Girlie, my MIL and SIL have been very involved in my DD's care and upbringing. I love them and for the most part we get on well but I will tell you this: set clear boundaries firmly from the start. I didn't, and can't tell you how much I regret it. Even a healthy In-law relationship can be strained once children come into the picture.
I have very much raised my own child, and I have an extraordinarily functional relationship
with my own mother and family. That said, I have even had to set boundaries with my parents, because they are just a tad overinvoled with my son. They very recently moved closer to me, and this makes things easier, but there were a couple Christmases I didn't have with my son when we lived far apart, because they wanted him and he loves being with them. (They have a marvelous relationship
, and they also do a lot for him.) They also used to get him in the summers and take him on fabulous vacations, which I was thrilled to have him do, but which cut into my time with him.
It was hard because he really enjoys being with them and I am thankful for the love they have for him.
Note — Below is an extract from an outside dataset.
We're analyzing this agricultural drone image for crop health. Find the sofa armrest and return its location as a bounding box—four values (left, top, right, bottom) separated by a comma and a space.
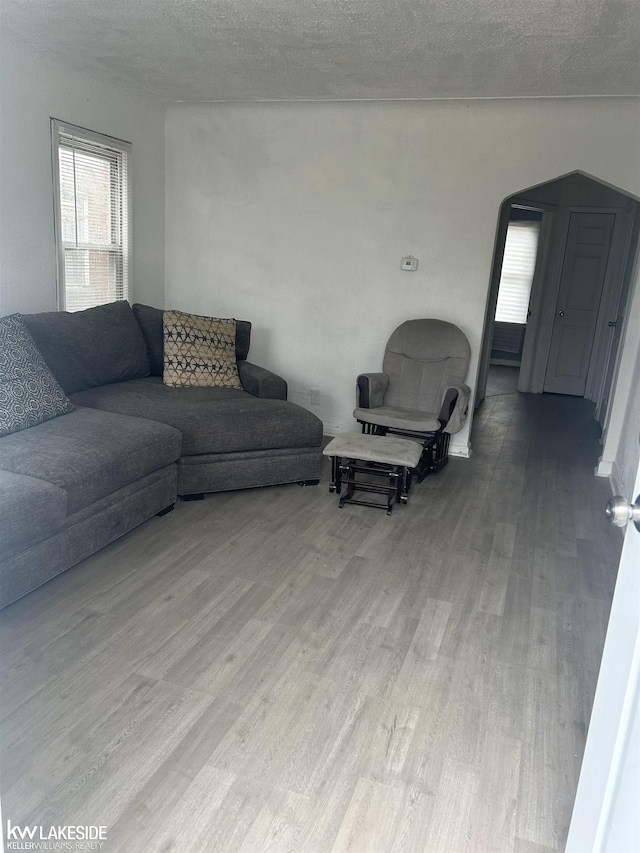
440, 383, 471, 434
238, 361, 288, 400
356, 373, 389, 409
However, I finally had to tell them "no" a couple times, because it dawned on me that I only get so many holidays, so many summers with my kid before he's grown up and on his own. Last year, he spent Christmas and New Year in South Africa where his dad was living and working. Once again, nothing I'd ever begrudge my child, but, it makes about three Christmases I have not spent with him.
With a dysfunctional MIL in the equation, it's probably vital that you and DH get on the same page and list your boundaries. I really hope your future child can have a close, normal relationship
with the paternal grandparents, but, they have to abide by your conditions, or else they could find themselves cut off. It's not your fault that your MIL didn't stand up for herself back in the day.